The Scotland Act 1998 is the law which enacted devolution by creating the Scottish Parliament and the Scottish Executive (now Scottish Government). In doing this specific obligations were placed on them to observe and uphold human rights. They are also permitted to encourage equal opportunities. The Scotland Act defines equal opportunities as:
“the prevention, elimination or regulation of discrimination between persons on grounds of sex or marital status, on racial grounds, or on grounds of disability, age, sexual orientation, language or social origin, or of other personal attributes, including beliefs or opinions, such as religious beliefs or political opinions.”

Section 29 of the Scotland Act specifies
(1) An Act of the Scottish Parliament is not law in so far as any provision of the Act is outside the legislative competence of the Parliament.

(2) A provision is outside that competence so far as any of the following paragraphs apply –
(d) it is incompatible with any of the Convention rights or with Community Law

This means that any law passed by the Scottish Parliament must comply with human rights (as defined in the Human Rights Act) or the law can be challenged in court as being ultra vires.

Section 57 further states:
‘(2) A member of the Scottish Executive has no power to make any subordinate legislation, or to do any other act, so far as the legislation or act is incompatible with any of the Convention rights or with Community law.’

This means that the Scottish Executive (now called the Scottish Government) must ensure that all rules, regulations and other subordinate legislation also comply with human rights, including the prohibition on discrimination.

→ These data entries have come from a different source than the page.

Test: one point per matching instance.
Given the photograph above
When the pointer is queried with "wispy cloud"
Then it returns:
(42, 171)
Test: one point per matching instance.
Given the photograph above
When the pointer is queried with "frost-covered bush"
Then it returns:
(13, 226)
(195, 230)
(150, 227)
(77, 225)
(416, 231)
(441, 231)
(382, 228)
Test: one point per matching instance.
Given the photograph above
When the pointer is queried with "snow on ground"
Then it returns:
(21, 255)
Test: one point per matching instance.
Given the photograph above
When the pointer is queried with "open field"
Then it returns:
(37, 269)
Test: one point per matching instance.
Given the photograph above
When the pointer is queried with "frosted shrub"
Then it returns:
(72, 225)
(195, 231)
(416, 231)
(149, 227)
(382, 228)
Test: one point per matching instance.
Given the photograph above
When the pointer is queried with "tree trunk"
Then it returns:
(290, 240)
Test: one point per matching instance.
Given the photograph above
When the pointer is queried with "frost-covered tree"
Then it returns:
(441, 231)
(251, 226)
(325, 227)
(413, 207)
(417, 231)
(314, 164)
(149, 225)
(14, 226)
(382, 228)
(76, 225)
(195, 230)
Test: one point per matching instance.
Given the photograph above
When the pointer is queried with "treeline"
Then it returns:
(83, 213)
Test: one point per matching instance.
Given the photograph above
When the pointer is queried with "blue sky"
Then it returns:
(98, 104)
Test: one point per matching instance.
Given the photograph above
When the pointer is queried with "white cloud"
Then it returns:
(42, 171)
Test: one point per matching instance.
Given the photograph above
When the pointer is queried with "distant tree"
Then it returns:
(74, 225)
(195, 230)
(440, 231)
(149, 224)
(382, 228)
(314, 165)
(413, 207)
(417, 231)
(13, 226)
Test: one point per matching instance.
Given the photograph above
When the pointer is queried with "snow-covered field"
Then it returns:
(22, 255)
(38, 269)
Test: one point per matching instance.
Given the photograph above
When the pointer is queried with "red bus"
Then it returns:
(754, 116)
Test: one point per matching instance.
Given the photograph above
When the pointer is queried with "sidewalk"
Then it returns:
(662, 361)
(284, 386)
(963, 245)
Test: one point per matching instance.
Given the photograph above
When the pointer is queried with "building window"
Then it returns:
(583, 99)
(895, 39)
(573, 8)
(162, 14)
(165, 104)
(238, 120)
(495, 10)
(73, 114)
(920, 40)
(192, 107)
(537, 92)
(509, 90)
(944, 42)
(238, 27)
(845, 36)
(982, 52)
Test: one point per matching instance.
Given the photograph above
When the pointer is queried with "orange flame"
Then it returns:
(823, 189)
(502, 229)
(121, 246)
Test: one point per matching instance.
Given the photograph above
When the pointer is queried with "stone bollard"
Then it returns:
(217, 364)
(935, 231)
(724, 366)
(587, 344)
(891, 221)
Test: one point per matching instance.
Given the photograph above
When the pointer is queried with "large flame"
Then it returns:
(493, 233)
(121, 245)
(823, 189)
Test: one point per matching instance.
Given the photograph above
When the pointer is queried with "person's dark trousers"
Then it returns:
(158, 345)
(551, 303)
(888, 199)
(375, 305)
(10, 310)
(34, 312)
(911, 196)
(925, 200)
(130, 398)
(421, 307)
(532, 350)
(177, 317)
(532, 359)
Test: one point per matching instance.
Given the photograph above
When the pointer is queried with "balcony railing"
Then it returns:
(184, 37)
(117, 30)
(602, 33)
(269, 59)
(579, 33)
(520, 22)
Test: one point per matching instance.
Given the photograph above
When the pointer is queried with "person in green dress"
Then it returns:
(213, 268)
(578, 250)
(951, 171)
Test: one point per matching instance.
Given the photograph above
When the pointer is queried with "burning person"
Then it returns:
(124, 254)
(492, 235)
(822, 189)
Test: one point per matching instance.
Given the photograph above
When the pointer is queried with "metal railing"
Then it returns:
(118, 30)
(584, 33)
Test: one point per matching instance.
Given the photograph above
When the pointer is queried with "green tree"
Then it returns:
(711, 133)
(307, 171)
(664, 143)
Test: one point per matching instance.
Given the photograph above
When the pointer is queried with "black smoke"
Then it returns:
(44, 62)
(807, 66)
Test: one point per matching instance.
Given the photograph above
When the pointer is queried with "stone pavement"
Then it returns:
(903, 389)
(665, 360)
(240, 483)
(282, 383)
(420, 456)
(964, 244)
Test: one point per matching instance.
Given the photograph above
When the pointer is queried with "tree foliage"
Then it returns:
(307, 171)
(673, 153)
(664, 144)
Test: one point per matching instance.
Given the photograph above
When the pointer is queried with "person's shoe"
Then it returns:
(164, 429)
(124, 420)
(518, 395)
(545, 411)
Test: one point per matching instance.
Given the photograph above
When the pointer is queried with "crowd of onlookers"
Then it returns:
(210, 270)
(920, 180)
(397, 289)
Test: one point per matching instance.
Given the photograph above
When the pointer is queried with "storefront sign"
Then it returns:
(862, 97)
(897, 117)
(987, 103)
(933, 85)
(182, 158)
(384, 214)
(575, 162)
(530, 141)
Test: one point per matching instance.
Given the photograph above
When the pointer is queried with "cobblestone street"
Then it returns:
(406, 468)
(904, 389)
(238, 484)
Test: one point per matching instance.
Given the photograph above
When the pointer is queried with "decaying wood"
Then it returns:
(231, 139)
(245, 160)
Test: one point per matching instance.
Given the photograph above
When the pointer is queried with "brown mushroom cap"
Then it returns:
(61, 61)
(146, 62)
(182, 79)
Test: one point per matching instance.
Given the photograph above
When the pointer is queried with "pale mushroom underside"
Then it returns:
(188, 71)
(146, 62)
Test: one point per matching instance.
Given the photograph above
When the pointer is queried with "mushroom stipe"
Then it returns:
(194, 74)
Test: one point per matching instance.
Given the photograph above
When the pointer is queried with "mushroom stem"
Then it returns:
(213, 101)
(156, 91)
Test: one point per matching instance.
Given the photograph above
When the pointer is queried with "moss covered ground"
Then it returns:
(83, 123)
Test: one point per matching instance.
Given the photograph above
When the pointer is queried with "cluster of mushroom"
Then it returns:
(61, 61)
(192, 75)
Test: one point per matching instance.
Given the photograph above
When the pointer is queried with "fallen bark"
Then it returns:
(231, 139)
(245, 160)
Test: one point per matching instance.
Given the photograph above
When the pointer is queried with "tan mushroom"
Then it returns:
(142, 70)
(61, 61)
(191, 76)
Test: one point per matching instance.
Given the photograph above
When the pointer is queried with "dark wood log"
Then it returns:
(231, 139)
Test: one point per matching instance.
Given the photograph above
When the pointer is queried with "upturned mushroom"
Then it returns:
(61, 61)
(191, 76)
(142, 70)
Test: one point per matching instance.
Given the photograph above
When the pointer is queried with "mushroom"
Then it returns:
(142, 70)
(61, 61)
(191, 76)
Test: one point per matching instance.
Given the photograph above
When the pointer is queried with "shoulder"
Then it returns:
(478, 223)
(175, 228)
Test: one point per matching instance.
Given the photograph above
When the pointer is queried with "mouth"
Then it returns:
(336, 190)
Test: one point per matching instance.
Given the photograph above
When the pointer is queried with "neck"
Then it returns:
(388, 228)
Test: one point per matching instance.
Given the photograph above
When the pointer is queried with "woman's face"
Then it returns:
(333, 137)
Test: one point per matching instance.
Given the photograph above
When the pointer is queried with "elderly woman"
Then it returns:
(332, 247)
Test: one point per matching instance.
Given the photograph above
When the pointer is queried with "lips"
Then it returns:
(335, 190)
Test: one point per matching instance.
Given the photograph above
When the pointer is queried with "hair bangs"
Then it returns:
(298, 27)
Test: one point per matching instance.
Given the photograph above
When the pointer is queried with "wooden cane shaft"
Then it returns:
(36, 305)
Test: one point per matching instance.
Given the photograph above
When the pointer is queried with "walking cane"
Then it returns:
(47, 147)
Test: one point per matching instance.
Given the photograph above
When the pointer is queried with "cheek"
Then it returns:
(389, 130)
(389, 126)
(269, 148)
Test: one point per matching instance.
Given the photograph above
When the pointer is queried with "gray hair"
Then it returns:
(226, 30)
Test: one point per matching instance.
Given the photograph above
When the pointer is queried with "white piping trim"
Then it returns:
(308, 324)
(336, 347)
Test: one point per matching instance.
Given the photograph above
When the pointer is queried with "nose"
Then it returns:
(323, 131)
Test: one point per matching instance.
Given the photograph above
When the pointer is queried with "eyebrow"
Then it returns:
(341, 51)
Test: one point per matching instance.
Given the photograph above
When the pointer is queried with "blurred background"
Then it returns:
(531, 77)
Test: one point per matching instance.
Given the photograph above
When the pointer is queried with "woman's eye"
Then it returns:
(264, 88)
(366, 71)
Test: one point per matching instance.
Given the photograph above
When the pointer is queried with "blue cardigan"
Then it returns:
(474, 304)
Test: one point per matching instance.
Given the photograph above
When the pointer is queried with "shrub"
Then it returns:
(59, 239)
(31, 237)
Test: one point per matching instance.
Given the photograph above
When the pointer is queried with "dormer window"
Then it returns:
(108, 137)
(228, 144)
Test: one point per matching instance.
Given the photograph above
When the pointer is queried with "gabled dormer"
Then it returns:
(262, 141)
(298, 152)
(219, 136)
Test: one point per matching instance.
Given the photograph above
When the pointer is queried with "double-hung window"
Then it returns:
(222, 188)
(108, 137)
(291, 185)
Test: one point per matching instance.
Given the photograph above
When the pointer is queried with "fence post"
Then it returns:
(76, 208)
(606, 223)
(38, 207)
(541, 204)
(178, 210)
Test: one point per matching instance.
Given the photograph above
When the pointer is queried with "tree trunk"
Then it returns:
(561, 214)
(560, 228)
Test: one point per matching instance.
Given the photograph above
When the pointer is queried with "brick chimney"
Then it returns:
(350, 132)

Section L2 of Schedule 5 provides that the power to legislate on equal opportunities is reserved to the UK Parliament at Westminster so the Scottish Government cannot introduce, and the Scottish Parliament cannot pass, equal opportunities legislation. Equal opportunities means the prevention, elimination or regulation of discrimination between persons on grounds of, amongst other things, religious beliefs. There are exceptions to this reservation which mean that the Scottish Parliament and Scottish Ministers have competence over the encouragement of equal opportunities and the observance of the equal opportunity requirements. Equal opportunity requirements are the legal requirements. Parliament and Ministers can exhort public authorities and others to adopt equal opportunity policies. The exceptions also mean that they can develop schemes to secure the better provision of services to groups who may be the subject of discrimination or legislate to require certain public authorities and office holders to have due regard to equality law.